Doch vielen Vitaliern gelingt ein Entkommen. Ein Teil flüchtet sich an die unübersichtliche finnische Küste, viele, unter ihnen auch Störtebeker, bevorzugten die Nordsee. Hier wurden ausnahmslos alle Raubritter der Meere von den chronisch verfeindeten Häuptlingen der ostfriesischen Küstenregion mit offenen Armen empfangen. Immerhin war jeder einzelne Pirat ein potentieller Verbündeter gegen den nachbarschaftlichen Konkurrenten. Ein idealer Unterschlupf also für die zunächst versprengte Schar der Liekedeler.
Klaus Störtebeker ist nicht das erste Mal in diesen Gefilden zu finden. Bereits am 13. Januar 1396 soll Störtebeker in Marienhafe erstmals vor Anker gegangen sein, so will es der Chronist und Pastor Bernhard Elsenius herausgefunden haben. Marienhafe, ein Ort, der durch die schweren Sturmfluten von 1374 und 1377 urplötzlich Zugang zum Meer hatte und somit zum wichtigsten Ort des Brookmerlandes zwischen Norden, Aurich und Emden wurde. Und dies nicht nur für die Piraten, die über das Störtebeker-Tief bis an die Stadtmauern von Marienhafe schippern konnten, sondern auch für den Güterumschlag der Großregion.
Der Ort war zur damaligen Zeit einer der bedeutendsten friesischen Marktorte, an dem Waren, aus allen Himmelsrichtungen kommend, ihren Besitzer wechselten. Heute kündet von der damaligen Bedeutung Marienhafes nur noch die alte Kirche, deren gewaltiger viereckiger Turm damals den Schiffen den Weg wies. Mit seinen 6 Etagen, von denen heute leider nur noch drei stehen, ragte er 60 Meter hoch in den Himmel. Und seine Mauern waren bis zu 3 Metern dick. Der Raum über dem Erdgeschoss wird heute Störtebekerkammer genannt, weil hier Stoertebeker gehaust haben soll.

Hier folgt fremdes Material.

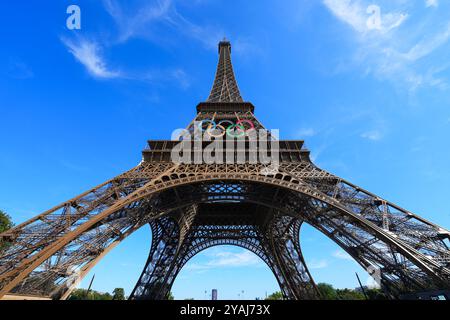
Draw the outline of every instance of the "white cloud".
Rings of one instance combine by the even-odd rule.
[[[81,166],[81,165],[75,164],[75,163],[70,162],[70,161],[60,160],[60,163],[61,163],[61,165],[63,167],[65,167],[65,168],[67,168],[69,170],[72,170],[72,171],[77,171],[77,172],[80,172],[80,173],[89,171],[88,167]]]
[[[189,75],[181,68],[147,70],[144,73],[130,74],[129,79],[149,83],[175,82],[182,89],[187,89],[191,85]]]
[[[7,74],[14,79],[31,79],[34,77],[33,70],[24,62],[20,60],[11,60],[8,69]]]
[[[313,137],[317,134],[317,132],[313,128],[303,128],[296,132],[296,136],[299,138],[303,137]]]
[[[429,8],[429,7],[438,7],[439,6],[439,1],[438,0],[426,0],[425,1],[425,6],[427,8]]]
[[[351,0],[324,0],[323,3],[340,20],[352,26],[359,32],[367,29],[363,8]]]
[[[190,78],[181,68],[154,69],[147,71],[116,71],[108,68],[102,57],[102,49],[98,42],[79,38],[76,41],[66,38],[61,39],[69,52],[80,62],[86,70],[95,78],[114,79],[122,78],[148,83],[175,82],[182,89],[190,86]]]
[[[378,130],[367,131],[361,134],[361,138],[379,141],[383,138],[383,134]]]
[[[185,5],[200,5],[202,2],[186,2]],[[88,71],[99,78],[119,77],[128,80],[146,82],[176,82],[182,89],[191,84],[190,77],[180,67],[164,70],[147,70],[117,72],[108,70],[106,63],[101,59],[100,50],[103,43],[112,47],[123,44],[130,39],[139,38],[157,43],[158,45],[179,45],[180,37],[188,37],[203,44],[205,48],[217,50],[217,43],[225,32],[211,25],[200,25],[186,19],[178,12],[174,0],[142,1],[130,0],[126,3],[118,0],[103,0],[103,6],[114,20],[116,35],[102,37],[99,42],[84,42],[74,45],[66,42],[71,52],[82,62]],[[113,39],[111,41],[111,39]],[[236,38],[237,52],[257,51],[255,46],[244,38]]]
[[[433,51],[441,47],[450,39],[450,23],[447,28],[442,32],[435,34],[432,37],[420,41],[414,47],[412,47],[403,57],[410,61],[416,61],[423,57],[428,56]]]
[[[333,257],[342,259],[342,260],[353,260],[353,258],[345,251],[339,249],[333,252]]]
[[[356,41],[354,54],[343,57],[351,61],[341,66],[359,66],[366,75],[406,85],[411,91],[425,86],[447,88],[448,79],[442,73],[450,66],[444,50],[441,55],[438,52],[450,42],[448,14],[424,11],[406,1],[323,0],[323,4],[354,31],[350,38]],[[438,4],[426,1],[427,6]]]
[[[162,36],[158,32],[161,25],[164,28],[164,34],[172,29],[178,34],[201,42],[210,49],[216,49],[218,41],[225,35],[223,30],[215,26],[192,23],[178,12],[172,0],[158,0],[144,5],[142,2],[135,5],[131,1],[127,3],[129,8],[127,11],[117,0],[104,0],[103,3],[118,26],[119,42],[125,42],[130,38],[170,42],[172,37]]]
[[[175,7],[173,7],[173,13],[168,21],[178,32],[199,41],[208,49],[216,50],[217,43],[226,35],[221,28],[192,23],[184,18]]]
[[[225,34],[223,31],[221,32]],[[265,55],[266,52],[262,49],[263,46],[264,44],[261,42],[256,43],[255,39],[242,37],[242,35],[237,35],[233,38],[233,52],[242,57],[254,59],[257,55]]]
[[[77,42],[62,39],[69,52],[80,62],[86,70],[96,78],[112,79],[121,76],[118,71],[108,69],[101,56],[99,45],[95,41],[79,39]]]
[[[168,18],[172,7],[171,0],[157,0],[138,6],[132,13],[127,13],[116,0],[103,0],[106,11],[115,20],[119,28],[119,41],[149,32],[149,24]],[[131,7],[132,2],[128,5]]]
[[[216,259],[211,260],[208,266],[212,267],[244,267],[261,264],[261,260],[250,251],[242,251],[239,253],[220,252],[216,255]]]
[[[323,3],[338,19],[360,33],[369,31],[385,33],[398,28],[408,17],[405,13],[383,14],[378,5],[364,5],[363,2],[355,0],[323,0]],[[379,20],[378,24],[371,27],[374,20]]]
[[[170,75],[183,89],[187,89],[191,85],[189,77],[183,69],[174,69],[170,72]]]
[[[323,269],[328,267],[328,261],[325,259],[322,260],[312,260],[309,264],[308,264],[309,269]]]
[[[247,250],[231,252],[217,249],[210,253],[208,257],[209,261],[205,263],[189,263],[186,269],[203,272],[212,268],[258,267],[263,265],[258,256]]]

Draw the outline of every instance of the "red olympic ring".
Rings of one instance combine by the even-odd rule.
[[[209,123],[206,129],[203,128],[205,123]],[[226,127],[224,125],[225,123],[229,124],[229,126]],[[246,129],[244,124],[250,125],[250,129]],[[214,120],[205,119],[199,122],[198,128],[201,130],[201,132],[206,131],[206,133],[213,138],[220,138],[225,134],[227,134],[231,138],[240,138],[243,137],[247,132],[254,130],[255,124],[247,119],[239,120],[238,122],[236,122],[236,124],[234,124],[231,120],[222,120],[217,124]],[[222,132],[219,134],[213,134],[212,131],[218,128],[221,129]],[[237,132],[237,134],[235,132]]]
[[[250,125],[250,129],[248,129],[248,130],[245,130],[245,127],[244,126],[239,126],[240,124],[243,124],[243,123],[247,123],[247,124],[249,124]],[[237,127],[239,127],[239,128],[244,128],[244,129],[241,129],[241,130],[239,130],[238,129],[238,131],[239,132],[241,132],[242,130],[244,131],[244,132],[248,132],[248,131],[251,131],[251,130],[253,130],[253,129],[255,129],[255,125],[254,125],[254,123],[253,122],[251,122],[250,120],[239,120],[238,122],[236,122],[236,128]]]

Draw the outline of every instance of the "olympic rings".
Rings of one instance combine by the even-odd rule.
[[[215,131],[215,130],[217,130],[217,128],[219,128],[219,129],[222,130],[221,133],[219,133],[219,134],[212,134],[211,131]],[[226,133],[225,127],[222,126],[222,125],[220,125],[220,124],[216,125],[216,127],[215,127],[213,130],[211,130],[211,129],[213,129],[212,126],[210,126],[210,127],[206,130],[206,133],[207,133],[210,137],[212,137],[212,138],[221,138],[221,137],[223,137],[223,136],[225,135],[225,133]]]
[[[244,128],[244,129],[242,129],[244,132],[247,132],[247,131],[255,129],[255,125],[253,124],[253,122],[251,122],[250,120],[245,120],[245,119],[244,120],[239,120],[238,122],[236,122],[236,127],[238,127],[240,124],[243,124],[243,123],[248,123],[250,125],[250,129],[248,129],[248,130],[245,130],[244,126],[240,126],[240,127]],[[238,129],[238,131],[239,131],[239,129]]]
[[[203,123],[209,123],[208,128],[203,129]],[[199,122],[198,124],[198,128],[200,129],[201,132],[205,132],[206,130],[208,130],[211,126],[216,127],[216,123],[213,120],[202,120]]]
[[[234,123],[233,123],[233,121],[231,121],[231,120],[221,120],[221,121],[219,122],[219,124],[220,124],[221,126],[223,126],[224,123],[228,123],[228,124],[229,124],[229,126],[228,126],[227,128],[229,128],[230,126],[234,126]]]
[[[205,124],[208,124],[206,128]],[[244,124],[249,125],[250,128],[246,129]],[[225,134],[230,138],[241,138],[245,136],[249,131],[254,130],[255,124],[247,119],[239,120],[236,123],[231,120],[221,120],[219,123],[216,123],[214,120],[205,119],[199,121],[198,129],[201,132],[206,132],[212,138],[221,138]],[[220,131],[218,129],[220,129]],[[217,133],[215,131],[219,132]]]
[[[236,128],[238,128],[238,125],[232,125],[229,126],[227,129],[227,135],[230,138],[242,138],[243,136],[245,136],[245,128],[244,127],[240,127],[241,131],[239,132],[239,130],[235,130]],[[233,133],[232,133],[233,131]],[[237,131],[238,134],[234,134],[234,132]]]

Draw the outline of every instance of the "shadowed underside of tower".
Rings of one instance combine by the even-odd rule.
[[[254,106],[240,95],[231,45],[222,41],[210,96],[186,131],[200,130],[211,141],[241,139],[244,160],[173,162],[179,141],[148,141],[135,168],[0,235],[0,298],[66,299],[144,225],[152,230],[152,245],[131,299],[167,298],[193,256],[224,244],[259,256],[286,299],[318,299],[301,250],[304,224],[345,250],[391,298],[449,289],[447,230],[318,168],[303,141],[276,141],[276,171],[250,161],[248,136],[262,129]]]

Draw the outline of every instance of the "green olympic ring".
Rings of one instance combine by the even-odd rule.
[[[231,130],[235,131],[235,129],[238,128],[238,127],[239,127],[239,129],[241,129],[240,132],[239,132],[239,129],[236,130],[236,131],[239,132],[238,134],[231,133]],[[243,136],[245,136],[245,128],[244,128],[244,126],[239,126],[237,124],[229,126],[228,129],[227,129],[227,135],[230,138],[242,138]]]
[[[208,124],[206,129],[204,128],[205,123]],[[227,123],[228,126],[225,126],[225,123]],[[248,124],[250,129],[246,129],[244,124]],[[249,131],[254,130],[255,124],[246,119],[239,120],[236,123],[233,123],[231,120],[222,120],[219,123],[216,123],[214,120],[206,119],[199,122],[198,128],[201,132],[206,132],[212,138],[221,138],[225,134],[227,134],[230,138],[241,138]],[[214,133],[217,129],[220,129],[221,132]]]

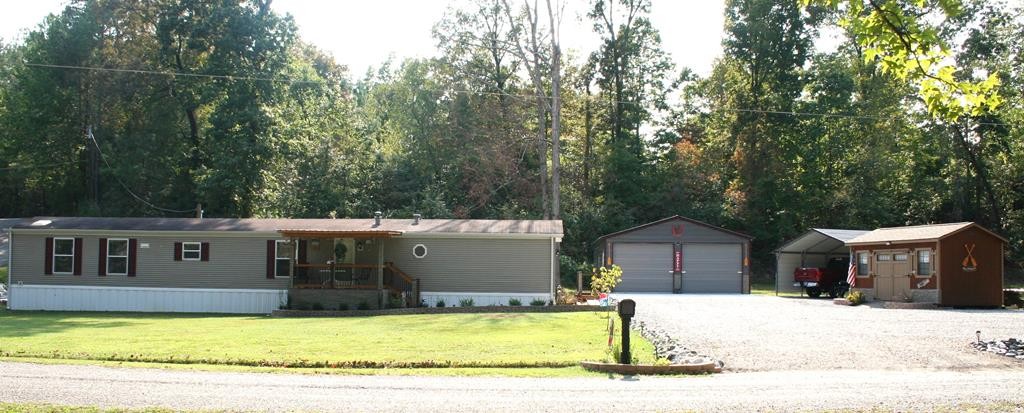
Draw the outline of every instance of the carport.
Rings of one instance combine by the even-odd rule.
[[[775,250],[775,292],[800,292],[793,286],[793,270],[825,267],[836,257],[849,257],[846,241],[868,231],[854,229],[811,228],[810,231]]]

Nach der Vertreibung von der Insel Gotland ist der Friesenhäuptling Widzel tom Brook einer der ersten, wenn nicht der erste Ostfriesen-Häuptling, der einige Vitalienbrüder bei sich aufnimmt. Zu ihnen soll auch Klaus Störtebeker gezählt haben. Jetzt schon in der Funktion eines Hauptmannes, und nun wahrscheinlich getrennt von Godeke Michels agierend. Andere Quellen sprechen vom Unterkommen im Bereich der Jade, insbesondere im Ort Schaar, wo der Häuptling von Bant, Edo Wiemken, so ca. gegen 1395/1396 den Meeresräubern Unterschlupf gewährt haben soll.
Nach der ersten militärischen Intervention Hamburgs im Frühjahr 1400 in Ostfriesland, ging Störtebeker nach Holland, Michels nach Norwegen. Von Holland aus fuhr Störtebeker wahrscheinlich im Auftrag des Grafen Holland nach Helgoland. Die Insel wurde Störtebekers Stützpunkt, von dem aus er den Englandhandel Hamburgs gefährdete. Diese Störung machte der Hansestadt so zu schaffen, daß sie sich entweder noch im Herbst 1400 oder im Frühjahr 1401 entschloß, eine Flotte nach Helgoland zu schicken, um der Piraterie ein Ende zu bereiten. Störtebeker und seine Mannschaft wurden überwältigt und die Überlebenden nach Hamburg gebracht, wo Störtebeker und seine Leute entweder am 21. Oktober 1400 oder 1401 mit dem Schwert hingerichtet wurden.